Tem hora que o coração não aguenta o tranco. A vida convoca os vivos a viver! Somos descobertos atrás das trincheiras que criamos para nos acovardar diante da luta. Nossos sentimentos mais dolorosos trazem a notícia de que algo não vai bem. A emoção faz alerta e, se prestarmos mais atenção a ela, teremos a sorte de despertar de alguma ignorância. Não podemos escolher o que vamos sentir, mas é possível fazer algo a partir do que o sentimento nos comunica.

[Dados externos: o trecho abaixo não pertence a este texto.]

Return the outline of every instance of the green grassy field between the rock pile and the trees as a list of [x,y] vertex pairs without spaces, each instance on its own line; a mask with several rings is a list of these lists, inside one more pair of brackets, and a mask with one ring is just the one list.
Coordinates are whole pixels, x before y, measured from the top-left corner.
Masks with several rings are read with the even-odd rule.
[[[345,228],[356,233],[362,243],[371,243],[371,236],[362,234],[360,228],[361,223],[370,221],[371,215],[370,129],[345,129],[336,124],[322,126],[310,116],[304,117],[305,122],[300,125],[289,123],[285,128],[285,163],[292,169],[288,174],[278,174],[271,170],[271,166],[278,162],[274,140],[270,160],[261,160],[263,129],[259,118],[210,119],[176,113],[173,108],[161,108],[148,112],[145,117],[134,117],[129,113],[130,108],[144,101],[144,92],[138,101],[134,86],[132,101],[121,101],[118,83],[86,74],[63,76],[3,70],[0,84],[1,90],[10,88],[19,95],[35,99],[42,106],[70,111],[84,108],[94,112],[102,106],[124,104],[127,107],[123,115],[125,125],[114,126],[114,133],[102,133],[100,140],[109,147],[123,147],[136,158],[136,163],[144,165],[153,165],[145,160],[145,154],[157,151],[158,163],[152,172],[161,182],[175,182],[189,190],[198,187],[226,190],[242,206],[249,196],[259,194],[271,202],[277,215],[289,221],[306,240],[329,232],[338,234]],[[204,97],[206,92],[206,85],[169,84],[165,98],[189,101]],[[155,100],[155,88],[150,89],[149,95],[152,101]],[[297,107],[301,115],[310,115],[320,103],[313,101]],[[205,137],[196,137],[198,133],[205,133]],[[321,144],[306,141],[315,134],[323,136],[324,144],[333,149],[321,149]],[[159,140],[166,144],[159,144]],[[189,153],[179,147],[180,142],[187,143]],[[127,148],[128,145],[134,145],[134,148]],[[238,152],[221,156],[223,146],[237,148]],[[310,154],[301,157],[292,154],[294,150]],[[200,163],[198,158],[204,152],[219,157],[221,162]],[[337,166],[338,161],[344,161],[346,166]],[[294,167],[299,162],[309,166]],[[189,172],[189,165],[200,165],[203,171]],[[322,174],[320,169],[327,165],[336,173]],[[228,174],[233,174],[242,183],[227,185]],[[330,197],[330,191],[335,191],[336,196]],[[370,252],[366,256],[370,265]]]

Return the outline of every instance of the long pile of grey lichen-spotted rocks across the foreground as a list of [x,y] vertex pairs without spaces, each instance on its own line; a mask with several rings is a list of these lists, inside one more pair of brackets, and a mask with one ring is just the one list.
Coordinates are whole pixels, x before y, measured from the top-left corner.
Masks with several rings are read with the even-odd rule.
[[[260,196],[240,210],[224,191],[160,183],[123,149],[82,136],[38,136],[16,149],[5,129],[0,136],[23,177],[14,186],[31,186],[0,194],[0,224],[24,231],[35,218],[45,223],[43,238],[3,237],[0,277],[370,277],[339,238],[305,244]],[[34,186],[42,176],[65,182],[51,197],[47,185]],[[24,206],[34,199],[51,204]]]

Ainda que não possamos evitar a raiva, porque tudo deu errado, é nossa escolha não nos acorrentarmos a ela. Não dá para negar a sensação de incômodo ao sermos invadidos, mas podemos dizer não e delimitar nosso espaço. Não é possível arrancar a mágoa fincando sobre o peito as unhas, mas é oportuna a escolha de perdoar. Não há virtude que nos faça enviar para a China o sentimento de incerteza quando a vida nos convida a decidir, mas é escolha não nos apegar ao que foi perdido e estar em sintonia com o que ganhamos. Jamais teremos garantia de que não seremos feridos, mas é nossa competência a coragem de deixar sangrar para cicatrizar. Não há como prever a partida de quem amamos, mas podemos seguir a enfeitar o caminho de bem-querer. Nem sempre seguramos nossa chateação pelo desencontro, mas podemos marcar o próximo. Não existe garantia que nos livre de sentir medo, mas é nossa escolha parar de culpar o outro pelo que não conseguimos fazer. Nem sempre nos sentiremos fortes o suficiente para resolver algo, mas podemos reconhecer que necessitamos de ajuda. Não podemos evitar o desespero de ver sofrer quem amamos, mas é nossa escolha dar-lhe a mão e entender que não cabe a nós a responsabilidade pela felicidade do outro. Não é possível evitar todas as quedas, mas é escolha não se apegar à pedra que nos derrubou. Não podemos evitar quando a saudade bater, mas podemos encontrar o dono dela. Nem sempre nossas reflexões sobre a vida que levamos nos trarão paz, mas podemos assumir a responsabilidade de tentar modificá-las com coragem.

Toda revolução começa no indignar, na percepção inteligente e honesta de nossos sentimentos. Então, abra essa janela, deixe o vento entrar. Permita escutar o que ele traz. Deixe que o sentir seja o impulso que precipita e nos arremessa da inércia, pois permanecer em situações de sofrimento reversíveis, nas quais não nos reconhecemos em paz, deixará sempre exposto o tamanho do buraco de nossa cegueira emocional.